The artist uses natural materials such as earth, materials that transform like plaster, wax, alloys, or common building materials such as sand or concrete, which she works in an unnatural way: deformed, forced, turned upside down, mistreated… In the case of Colonnes de terre (1), she constrains a mass of earth into a geometrical shape solely by the force of pressure. She thus provokes changes in the state of the material: something shapeless, unstable, brittle, composite, becomes solid.

She also sets up inversion phenomena where a hollow becomes a full. For La fonte des sables (2), she digs the soil and pours aluminium into it, thus casting a void. A volume that she erects upside down on a pedestal, while the material retains the shape of the initial weightlessness from which the strangeness of the work partly stems.

The passage from horizontality to verticality is also part of the manipulations she produces. Concretum (3) is a set of three concrete casts of earth surfaces, which are then erected as monoliths, at the very place where they were removed.

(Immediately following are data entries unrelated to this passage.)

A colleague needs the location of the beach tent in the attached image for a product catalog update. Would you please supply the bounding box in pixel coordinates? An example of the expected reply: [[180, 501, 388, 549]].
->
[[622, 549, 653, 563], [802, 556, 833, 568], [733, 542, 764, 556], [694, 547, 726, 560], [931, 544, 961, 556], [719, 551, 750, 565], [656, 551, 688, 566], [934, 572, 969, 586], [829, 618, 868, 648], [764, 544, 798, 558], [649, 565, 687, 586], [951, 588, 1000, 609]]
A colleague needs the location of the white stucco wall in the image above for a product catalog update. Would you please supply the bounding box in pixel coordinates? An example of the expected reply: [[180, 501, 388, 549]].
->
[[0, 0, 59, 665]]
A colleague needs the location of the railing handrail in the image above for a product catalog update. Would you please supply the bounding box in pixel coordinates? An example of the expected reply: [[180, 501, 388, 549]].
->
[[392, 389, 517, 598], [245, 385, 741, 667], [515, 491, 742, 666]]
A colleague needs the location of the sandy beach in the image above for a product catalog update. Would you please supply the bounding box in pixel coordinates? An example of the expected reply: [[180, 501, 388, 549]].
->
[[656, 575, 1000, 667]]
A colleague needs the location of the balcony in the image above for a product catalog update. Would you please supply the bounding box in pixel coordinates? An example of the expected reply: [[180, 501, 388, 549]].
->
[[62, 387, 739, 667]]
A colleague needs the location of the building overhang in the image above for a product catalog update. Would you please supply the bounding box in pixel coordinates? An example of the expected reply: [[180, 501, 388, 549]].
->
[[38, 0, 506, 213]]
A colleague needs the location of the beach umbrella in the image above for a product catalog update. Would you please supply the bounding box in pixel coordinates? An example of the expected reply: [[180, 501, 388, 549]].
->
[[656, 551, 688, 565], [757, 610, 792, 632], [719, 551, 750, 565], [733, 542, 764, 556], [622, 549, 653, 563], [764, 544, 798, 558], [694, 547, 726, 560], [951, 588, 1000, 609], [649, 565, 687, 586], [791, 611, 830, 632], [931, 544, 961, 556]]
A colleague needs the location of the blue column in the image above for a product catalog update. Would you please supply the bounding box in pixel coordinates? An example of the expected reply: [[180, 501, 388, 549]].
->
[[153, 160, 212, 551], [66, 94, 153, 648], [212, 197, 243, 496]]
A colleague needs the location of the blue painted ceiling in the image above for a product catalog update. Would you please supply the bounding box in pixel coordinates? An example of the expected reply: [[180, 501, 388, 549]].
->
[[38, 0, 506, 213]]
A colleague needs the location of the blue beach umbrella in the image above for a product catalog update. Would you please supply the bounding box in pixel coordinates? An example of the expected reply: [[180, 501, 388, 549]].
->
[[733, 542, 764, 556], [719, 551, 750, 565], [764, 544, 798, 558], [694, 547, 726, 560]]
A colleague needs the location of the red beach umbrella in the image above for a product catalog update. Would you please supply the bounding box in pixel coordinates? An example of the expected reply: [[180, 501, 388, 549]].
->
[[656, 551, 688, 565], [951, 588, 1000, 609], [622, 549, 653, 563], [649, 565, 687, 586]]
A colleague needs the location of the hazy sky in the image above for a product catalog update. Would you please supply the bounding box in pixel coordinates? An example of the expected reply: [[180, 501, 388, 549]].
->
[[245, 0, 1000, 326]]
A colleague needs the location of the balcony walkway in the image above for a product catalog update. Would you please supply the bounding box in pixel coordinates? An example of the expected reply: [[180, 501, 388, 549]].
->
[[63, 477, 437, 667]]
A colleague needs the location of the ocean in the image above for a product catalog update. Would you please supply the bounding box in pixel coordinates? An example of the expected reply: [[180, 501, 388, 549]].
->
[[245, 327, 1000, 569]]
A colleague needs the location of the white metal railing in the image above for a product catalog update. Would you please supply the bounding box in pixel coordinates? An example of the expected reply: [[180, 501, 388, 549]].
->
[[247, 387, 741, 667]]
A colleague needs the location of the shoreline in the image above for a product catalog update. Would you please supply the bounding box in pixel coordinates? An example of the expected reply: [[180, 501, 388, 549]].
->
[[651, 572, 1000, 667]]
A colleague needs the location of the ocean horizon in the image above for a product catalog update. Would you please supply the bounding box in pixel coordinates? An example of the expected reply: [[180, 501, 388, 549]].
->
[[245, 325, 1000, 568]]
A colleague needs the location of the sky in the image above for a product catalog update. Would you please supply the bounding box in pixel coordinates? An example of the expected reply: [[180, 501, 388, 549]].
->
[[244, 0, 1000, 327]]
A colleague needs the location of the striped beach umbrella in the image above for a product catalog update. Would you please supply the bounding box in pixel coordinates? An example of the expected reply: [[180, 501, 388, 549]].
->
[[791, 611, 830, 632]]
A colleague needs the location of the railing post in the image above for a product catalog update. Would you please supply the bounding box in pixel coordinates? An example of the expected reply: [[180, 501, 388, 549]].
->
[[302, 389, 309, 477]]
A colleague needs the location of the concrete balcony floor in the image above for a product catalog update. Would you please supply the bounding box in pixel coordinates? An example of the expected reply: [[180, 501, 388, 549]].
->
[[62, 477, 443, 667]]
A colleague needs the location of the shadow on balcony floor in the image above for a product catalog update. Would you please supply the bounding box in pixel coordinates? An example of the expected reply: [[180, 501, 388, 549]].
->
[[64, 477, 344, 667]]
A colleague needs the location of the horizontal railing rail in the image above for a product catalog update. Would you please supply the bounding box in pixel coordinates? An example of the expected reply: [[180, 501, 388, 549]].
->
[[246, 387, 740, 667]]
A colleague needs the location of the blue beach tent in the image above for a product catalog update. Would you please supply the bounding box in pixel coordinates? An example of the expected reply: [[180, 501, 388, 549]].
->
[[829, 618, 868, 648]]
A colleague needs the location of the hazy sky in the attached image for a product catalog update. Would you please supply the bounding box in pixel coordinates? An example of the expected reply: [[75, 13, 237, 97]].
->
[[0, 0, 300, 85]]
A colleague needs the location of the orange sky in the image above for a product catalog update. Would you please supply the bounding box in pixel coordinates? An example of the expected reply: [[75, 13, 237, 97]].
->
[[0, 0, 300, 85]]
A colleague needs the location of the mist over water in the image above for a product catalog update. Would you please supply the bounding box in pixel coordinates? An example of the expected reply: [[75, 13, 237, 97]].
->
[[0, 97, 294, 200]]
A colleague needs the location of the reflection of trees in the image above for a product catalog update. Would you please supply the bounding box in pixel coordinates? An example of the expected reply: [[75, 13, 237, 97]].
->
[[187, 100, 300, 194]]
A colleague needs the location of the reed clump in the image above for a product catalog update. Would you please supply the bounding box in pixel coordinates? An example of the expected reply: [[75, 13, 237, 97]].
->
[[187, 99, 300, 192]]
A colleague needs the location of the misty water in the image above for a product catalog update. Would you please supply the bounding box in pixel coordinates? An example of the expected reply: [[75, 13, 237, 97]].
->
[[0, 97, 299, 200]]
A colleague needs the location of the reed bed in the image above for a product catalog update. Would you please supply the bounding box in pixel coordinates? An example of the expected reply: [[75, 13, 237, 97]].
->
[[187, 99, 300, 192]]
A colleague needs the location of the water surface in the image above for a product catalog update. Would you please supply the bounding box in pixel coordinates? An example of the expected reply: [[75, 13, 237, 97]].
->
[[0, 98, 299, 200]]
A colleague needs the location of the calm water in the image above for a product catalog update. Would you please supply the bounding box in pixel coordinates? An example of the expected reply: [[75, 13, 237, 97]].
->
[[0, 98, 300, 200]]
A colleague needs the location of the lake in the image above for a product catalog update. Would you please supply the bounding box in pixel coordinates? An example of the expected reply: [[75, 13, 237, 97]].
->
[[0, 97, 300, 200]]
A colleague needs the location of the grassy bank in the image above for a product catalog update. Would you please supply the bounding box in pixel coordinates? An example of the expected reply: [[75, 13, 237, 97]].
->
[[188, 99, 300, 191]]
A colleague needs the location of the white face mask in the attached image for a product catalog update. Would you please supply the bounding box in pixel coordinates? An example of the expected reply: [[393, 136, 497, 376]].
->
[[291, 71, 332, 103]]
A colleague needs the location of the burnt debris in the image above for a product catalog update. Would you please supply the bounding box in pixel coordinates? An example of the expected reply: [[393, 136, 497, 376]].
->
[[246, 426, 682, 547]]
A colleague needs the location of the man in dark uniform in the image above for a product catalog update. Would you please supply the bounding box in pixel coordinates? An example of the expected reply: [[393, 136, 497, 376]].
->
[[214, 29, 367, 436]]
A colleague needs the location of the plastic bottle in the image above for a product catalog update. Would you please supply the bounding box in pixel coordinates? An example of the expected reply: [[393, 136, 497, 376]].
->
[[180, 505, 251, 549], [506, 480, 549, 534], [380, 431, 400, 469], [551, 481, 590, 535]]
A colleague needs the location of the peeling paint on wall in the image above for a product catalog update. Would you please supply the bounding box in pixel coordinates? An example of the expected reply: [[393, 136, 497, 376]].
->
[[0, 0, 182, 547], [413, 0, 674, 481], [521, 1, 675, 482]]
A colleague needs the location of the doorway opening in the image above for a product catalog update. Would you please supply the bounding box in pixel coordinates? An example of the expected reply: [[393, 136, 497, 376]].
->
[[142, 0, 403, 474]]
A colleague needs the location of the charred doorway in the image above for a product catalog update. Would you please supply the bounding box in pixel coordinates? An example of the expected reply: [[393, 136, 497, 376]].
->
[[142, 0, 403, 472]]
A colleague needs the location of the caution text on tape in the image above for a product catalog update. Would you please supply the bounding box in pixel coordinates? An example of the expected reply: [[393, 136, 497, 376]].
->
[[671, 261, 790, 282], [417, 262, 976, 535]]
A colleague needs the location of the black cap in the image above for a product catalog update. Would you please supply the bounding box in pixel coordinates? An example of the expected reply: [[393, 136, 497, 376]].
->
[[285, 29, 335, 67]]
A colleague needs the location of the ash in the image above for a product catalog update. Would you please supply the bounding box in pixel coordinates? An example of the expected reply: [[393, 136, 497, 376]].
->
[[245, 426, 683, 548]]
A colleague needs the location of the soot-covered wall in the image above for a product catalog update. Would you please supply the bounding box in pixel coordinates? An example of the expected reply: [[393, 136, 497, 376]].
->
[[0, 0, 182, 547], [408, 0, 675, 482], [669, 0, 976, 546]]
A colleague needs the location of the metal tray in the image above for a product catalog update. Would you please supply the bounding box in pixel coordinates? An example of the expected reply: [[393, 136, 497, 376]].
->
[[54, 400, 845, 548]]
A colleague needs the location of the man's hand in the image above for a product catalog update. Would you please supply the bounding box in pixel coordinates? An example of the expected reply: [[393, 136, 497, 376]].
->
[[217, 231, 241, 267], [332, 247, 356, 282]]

Trace, imprint, geology are omnipresent in Laurence De Leersnyder’s work, which often consists of revealing what is usually hidden, buried. She brings these forms to the surface in the exhibition space, or intervenes directly outside, in our controlled or even constructed natural spaces. This is also what she is talking about, this nature that man has always sought to control.

Perspective de fuite à l’anglaise (4) is a landscape intervention: portions of lawns rise up, creating waves and disrupting the drawn landscape of the Thabor garden in Rennes. They subtly modify its appearance and experience, bringing to the surface the trace of a possible secret underground life.

Anne Langlois

(1) Colonnes de terre, 2014, topsoil, metal base, variable dimensions.
(2) La Fonte des sables, 2015, cast aluminium. Series of 4 sculptures: 227 × 64 × 76 cm; 173 × 105 × 43 cm; 115 × 60 × 46 cm; 102 × 80 × 68 cm.
(3) Concretum, 2014, concrete, earth. Series of 3 sculptures: 500 × 150 × 80 cm. Permanent installation on the site of HEC Paris, Jouy-en-Josas.
(4) Perspective de fuite à l’anglaise, 2017, aluminium, synthetic lawn. Series of 7 sculptures: 200 × 150 × 3 cm, variable height.